9月、最終選考に残った5人の中から、見事、インドネシア館の公式マスコットに選ばれた。トゥムトゥムは着ぐるみとなってインドネシア館で活躍するほか、ピンやうちわなどの公式グッズも販売される予定だ。
「トゥムトゥムがインドネシア代表として日本へ行く、それが夢だった。『インドネシアもかわいい』ということを見せたい」とダウドさんは語る。
ダウドさんが立ち上げた「アニワヤン」でも、「かわいい」は創業のコンセプトに掲げられている。アニワヤンのビジョンは「世界をかわいくし、世界中にインドネシア・フィーバーを広める」。ミッションは「ローカルのかわいさで伝統をリパッケージする」。なぜ、「かわいい」をそんなに重視しているのか?
「かわいい」とは、普遍的。誰でも、赤ちゃんや子供、動物を見ると、ドーパミンが出る。日本は「かわいい」に関して非常に成功しており、韓国や中国をはじめ、世界に「かわいい」を広めつつ、日本文化を紹介している。

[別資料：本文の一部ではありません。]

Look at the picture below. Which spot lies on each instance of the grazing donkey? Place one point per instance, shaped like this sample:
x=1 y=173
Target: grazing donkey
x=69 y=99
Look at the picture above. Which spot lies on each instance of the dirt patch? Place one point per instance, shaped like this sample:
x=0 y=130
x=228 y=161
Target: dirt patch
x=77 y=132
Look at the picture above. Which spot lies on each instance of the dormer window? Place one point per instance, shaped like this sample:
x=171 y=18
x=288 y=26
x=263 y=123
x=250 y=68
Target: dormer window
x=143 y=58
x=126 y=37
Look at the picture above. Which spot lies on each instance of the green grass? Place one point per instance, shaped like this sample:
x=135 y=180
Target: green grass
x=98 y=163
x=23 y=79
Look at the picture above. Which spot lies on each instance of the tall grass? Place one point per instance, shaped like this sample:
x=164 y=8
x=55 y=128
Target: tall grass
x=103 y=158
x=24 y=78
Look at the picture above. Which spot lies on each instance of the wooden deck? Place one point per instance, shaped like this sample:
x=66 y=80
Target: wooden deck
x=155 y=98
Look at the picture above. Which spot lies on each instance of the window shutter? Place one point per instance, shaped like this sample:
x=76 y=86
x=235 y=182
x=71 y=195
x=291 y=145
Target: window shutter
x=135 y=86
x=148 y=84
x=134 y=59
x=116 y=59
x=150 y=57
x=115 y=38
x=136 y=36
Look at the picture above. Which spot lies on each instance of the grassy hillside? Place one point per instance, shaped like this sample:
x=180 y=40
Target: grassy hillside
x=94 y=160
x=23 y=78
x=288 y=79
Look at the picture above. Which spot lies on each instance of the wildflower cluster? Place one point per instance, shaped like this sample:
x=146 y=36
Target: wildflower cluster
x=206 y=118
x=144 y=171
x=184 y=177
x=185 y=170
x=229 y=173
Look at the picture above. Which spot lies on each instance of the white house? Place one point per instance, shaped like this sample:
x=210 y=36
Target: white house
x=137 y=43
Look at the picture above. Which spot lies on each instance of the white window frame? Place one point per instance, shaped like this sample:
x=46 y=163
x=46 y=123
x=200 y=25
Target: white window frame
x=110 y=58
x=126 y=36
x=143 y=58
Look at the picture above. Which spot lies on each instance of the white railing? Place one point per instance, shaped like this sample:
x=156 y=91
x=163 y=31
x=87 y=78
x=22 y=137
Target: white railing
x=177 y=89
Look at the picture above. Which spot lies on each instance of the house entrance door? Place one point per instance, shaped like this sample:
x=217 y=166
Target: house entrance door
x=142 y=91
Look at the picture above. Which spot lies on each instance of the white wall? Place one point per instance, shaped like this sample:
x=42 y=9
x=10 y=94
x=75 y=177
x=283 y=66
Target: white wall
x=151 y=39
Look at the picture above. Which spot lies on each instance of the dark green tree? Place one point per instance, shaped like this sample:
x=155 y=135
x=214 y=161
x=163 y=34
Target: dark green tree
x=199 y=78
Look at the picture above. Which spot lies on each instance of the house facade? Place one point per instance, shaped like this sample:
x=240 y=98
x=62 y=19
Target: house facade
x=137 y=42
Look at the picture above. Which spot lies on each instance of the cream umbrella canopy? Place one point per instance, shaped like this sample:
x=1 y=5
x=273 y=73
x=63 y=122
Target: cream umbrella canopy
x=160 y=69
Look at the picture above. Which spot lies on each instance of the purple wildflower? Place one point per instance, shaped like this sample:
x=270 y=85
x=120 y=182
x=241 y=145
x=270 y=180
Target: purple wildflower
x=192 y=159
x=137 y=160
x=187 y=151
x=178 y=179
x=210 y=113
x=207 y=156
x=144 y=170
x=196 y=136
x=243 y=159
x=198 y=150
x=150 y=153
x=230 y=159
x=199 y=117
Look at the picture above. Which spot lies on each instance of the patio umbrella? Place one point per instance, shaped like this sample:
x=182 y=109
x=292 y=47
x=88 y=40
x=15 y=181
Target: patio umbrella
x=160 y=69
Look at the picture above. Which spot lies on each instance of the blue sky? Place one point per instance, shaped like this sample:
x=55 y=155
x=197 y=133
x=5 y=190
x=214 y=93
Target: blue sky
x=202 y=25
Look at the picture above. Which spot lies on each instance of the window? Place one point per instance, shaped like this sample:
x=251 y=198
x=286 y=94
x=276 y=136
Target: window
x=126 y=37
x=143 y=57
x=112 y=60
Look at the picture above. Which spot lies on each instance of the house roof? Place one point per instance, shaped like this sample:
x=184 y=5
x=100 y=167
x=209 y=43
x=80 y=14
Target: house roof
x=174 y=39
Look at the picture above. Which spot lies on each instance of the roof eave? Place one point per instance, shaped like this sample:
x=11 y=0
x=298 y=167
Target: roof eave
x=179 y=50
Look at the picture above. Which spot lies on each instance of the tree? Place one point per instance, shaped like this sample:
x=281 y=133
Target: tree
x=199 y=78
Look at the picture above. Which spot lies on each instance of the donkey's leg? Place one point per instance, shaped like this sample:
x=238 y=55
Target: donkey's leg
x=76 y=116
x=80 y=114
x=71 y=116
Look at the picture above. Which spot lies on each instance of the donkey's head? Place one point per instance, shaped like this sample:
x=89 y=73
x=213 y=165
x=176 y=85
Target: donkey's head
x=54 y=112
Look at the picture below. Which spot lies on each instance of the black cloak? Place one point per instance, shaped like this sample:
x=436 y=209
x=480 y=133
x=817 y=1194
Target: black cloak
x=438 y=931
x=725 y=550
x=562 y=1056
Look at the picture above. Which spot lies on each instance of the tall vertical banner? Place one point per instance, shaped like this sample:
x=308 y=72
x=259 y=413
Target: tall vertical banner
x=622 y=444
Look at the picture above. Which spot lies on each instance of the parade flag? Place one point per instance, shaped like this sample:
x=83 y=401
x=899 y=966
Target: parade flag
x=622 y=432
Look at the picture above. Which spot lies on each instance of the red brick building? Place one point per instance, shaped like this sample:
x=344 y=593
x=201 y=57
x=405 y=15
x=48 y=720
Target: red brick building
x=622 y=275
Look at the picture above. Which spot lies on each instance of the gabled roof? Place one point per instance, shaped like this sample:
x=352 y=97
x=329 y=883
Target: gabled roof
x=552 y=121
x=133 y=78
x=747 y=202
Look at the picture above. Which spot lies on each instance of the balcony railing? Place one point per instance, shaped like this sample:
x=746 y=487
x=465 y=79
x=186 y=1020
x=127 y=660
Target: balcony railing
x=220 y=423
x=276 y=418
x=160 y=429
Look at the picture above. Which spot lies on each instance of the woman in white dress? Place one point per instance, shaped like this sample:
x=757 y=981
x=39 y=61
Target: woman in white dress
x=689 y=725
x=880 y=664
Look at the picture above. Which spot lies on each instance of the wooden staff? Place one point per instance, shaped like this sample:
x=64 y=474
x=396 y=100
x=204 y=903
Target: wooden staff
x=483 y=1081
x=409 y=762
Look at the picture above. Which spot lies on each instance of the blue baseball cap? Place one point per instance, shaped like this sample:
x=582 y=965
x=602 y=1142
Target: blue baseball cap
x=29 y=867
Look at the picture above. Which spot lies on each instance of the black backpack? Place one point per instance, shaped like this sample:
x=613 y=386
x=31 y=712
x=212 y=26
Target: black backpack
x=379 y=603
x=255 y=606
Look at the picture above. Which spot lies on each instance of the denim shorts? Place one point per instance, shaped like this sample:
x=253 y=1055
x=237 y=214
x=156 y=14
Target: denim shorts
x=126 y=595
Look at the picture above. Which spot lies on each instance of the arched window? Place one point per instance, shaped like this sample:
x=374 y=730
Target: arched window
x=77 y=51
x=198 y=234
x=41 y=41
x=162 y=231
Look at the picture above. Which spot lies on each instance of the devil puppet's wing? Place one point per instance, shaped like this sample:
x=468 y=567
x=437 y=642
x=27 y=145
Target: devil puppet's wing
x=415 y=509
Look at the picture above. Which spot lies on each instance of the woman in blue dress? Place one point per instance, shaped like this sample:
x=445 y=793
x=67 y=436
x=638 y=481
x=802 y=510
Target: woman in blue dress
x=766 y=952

何でもかわいくすることができて、大阪城までもがマスコットになる。ミュージアムも「かわいい」で子供たちの興味を引くので、教育的効果もある。「かわいい」は、人々をお互いに結び付けやすくするという、非常に強い力を持っている。
ダウド・ヌグラハさん
「日本は全部かわいいです」とダウドさん。いや、万博マスコットに関しては、ミャクミャクよりトゥムトゥムの方がかわいいです!